Sherry with Olive, Elspeth Sandys

Elspeth Sandys finds that a room of one’s own – no matter where or next to whom – is still something to write home about. 

 

It is a truth universally acknowledged that a writer needs a room of her own and an income of £500 – or, rather, its current equivalent – a year. From June 2005 to June 2006, that is exactly what I had: a rent-and-council-tax-free cottage, with all expenses, bar food and internet-phone, paid, and a stipend of £50 per week. I’m not sure whether all that translates into Virginia Woolf’s £500, but it must be close.

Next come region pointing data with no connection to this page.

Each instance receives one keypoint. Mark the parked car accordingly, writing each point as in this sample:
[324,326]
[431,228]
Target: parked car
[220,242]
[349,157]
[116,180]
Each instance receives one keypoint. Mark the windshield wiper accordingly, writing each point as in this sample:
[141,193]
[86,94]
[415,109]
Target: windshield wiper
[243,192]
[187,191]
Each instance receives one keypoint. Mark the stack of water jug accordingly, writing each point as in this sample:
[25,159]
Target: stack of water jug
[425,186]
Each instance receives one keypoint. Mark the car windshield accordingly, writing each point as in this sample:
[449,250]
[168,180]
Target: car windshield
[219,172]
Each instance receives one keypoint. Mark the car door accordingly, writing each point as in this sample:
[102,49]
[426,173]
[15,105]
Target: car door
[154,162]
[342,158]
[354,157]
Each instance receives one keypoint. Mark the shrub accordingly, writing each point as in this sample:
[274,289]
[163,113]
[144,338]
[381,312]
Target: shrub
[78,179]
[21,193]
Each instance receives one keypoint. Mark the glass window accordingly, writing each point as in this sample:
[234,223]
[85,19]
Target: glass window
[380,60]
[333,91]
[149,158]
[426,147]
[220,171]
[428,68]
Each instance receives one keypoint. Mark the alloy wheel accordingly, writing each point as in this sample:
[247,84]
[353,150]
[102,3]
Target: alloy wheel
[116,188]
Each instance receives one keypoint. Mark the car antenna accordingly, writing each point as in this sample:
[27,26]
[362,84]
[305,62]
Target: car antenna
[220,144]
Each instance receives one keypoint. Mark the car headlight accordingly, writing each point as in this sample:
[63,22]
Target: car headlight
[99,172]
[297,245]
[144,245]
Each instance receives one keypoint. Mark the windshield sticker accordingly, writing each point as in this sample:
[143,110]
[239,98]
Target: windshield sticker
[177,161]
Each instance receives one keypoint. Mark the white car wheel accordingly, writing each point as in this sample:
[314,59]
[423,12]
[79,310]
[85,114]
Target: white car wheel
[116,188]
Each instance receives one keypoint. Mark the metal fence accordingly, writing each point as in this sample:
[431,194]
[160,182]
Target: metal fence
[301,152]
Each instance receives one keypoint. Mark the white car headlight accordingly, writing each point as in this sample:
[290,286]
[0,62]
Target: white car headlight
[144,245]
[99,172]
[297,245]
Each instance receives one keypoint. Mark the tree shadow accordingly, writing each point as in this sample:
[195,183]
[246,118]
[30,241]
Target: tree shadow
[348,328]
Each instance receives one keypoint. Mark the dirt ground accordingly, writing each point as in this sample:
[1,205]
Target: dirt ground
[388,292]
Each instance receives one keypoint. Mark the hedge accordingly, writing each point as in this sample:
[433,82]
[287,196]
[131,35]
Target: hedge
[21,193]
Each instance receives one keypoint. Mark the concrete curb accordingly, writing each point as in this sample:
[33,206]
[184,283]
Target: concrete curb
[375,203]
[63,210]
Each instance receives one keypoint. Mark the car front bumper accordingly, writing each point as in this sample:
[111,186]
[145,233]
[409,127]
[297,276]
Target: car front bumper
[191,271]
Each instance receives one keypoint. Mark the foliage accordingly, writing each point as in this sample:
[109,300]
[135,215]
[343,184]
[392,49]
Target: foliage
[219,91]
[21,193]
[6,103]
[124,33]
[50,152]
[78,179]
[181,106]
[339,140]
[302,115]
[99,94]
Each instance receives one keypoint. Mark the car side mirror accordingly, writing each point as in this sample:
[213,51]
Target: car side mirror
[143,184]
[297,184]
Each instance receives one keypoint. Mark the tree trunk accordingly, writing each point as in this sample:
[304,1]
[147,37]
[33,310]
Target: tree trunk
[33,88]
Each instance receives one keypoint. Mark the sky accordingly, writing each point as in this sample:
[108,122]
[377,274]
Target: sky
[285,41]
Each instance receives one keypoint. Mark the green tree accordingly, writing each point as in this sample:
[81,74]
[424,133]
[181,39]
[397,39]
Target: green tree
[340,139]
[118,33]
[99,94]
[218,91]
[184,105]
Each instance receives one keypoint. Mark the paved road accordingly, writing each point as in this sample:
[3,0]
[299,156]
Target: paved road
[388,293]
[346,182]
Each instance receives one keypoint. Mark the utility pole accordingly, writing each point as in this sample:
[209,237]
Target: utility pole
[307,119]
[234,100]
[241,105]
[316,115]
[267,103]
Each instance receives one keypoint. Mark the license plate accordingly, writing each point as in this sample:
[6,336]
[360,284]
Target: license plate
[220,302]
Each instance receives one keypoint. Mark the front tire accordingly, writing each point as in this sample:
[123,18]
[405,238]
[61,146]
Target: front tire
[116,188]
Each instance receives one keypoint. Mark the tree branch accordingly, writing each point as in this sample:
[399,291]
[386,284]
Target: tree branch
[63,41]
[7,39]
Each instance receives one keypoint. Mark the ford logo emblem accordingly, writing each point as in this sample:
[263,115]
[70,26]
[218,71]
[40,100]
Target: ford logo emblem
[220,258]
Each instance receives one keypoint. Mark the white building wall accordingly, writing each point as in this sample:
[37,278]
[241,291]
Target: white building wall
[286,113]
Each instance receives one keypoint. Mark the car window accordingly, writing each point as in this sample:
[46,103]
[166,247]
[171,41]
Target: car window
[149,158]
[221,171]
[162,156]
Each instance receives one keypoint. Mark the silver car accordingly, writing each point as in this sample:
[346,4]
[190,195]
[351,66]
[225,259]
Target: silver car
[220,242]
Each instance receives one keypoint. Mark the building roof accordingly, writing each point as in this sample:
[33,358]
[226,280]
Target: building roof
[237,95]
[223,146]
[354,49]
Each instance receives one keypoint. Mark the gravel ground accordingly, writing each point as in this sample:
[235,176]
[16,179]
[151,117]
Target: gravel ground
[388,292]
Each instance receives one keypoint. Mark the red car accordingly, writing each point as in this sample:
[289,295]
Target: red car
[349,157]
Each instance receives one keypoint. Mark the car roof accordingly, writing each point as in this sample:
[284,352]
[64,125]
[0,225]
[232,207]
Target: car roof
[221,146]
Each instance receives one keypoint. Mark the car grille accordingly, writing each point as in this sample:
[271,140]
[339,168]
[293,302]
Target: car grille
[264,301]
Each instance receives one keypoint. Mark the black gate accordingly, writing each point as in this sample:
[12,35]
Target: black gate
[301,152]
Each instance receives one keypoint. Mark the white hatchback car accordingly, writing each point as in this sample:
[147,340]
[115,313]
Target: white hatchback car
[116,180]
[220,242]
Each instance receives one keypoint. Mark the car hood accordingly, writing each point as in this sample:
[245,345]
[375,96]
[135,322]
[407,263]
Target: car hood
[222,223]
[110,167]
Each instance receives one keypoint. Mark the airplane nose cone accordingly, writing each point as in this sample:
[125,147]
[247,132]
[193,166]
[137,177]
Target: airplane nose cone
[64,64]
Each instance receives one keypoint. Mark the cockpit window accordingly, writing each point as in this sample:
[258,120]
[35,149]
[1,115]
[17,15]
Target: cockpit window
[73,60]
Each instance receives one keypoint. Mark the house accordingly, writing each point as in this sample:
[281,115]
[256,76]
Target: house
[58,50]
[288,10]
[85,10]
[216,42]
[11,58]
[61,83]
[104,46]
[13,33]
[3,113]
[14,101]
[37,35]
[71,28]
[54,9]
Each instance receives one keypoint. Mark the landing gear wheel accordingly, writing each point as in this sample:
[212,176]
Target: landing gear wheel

I first heard about the residency on a working visit to the UK in late 2004, applied on a whim, was told I was on the short list, attended the most bizarre interview of my life (more of which anon), and a few weeks later, back in New Zealand, heard I had been selected. For me it was, both personally and professionally, an answer to a prayer.

The residency is open to women (sorry guys, but if you met the woman who set up the trust you’d understand!) over the age of 40 – a tacit acknowledgment that for many women, busy with families, the writing life doesn’t begin till 40 – who have the right to live in the UK. This last requirement could admittedly be a stumbling block for Kiwi writers, but the trust is still in its infancy, and I have a feeling there may be ways around it. The only other requirement is that the applicant must be a published writer with, preferably, more than one play/novel/collection behind her. Novelists, playwrights, poets, short story writers are all encouraged to apply.

Intimations of what was to come were definitely in the air at that selection interview, an event worthy of a Monty Python sketch. I was summoned, along with the five other short-listed writers, to Church Cottage, where the successful writer would be living, in the oddly named village of Clifford Chambers, just outside Stratford-upon-Avon. Having lived in the Cotswolds for more than a decade during the 70s and 80s, driving into the village felt at first like a homecoming.

The cottage was delightful: small, as only English terraced houses, built in the 18th and 19th centuries for working families, can be: one up, one down; bath in the bedroom; loo through a dividing door in the same room; kitchen a wardrobe-sized alcove off the downstairs room. But Olive (not her real name), founder and administrator of the trust, had made the most of the limited space. The furniture was of vaguely antique origin; the curtains and wallpaper William Morris designs; there was a working fireplace complete with firedogs and brass tongs; and the external walls were covered in wild roses and wisteria. As I and the other writers were taken on a tour of inspection, accompanied by Olive’s dog and three of her six cats, I said to myself, “I want this. I want it very badly.”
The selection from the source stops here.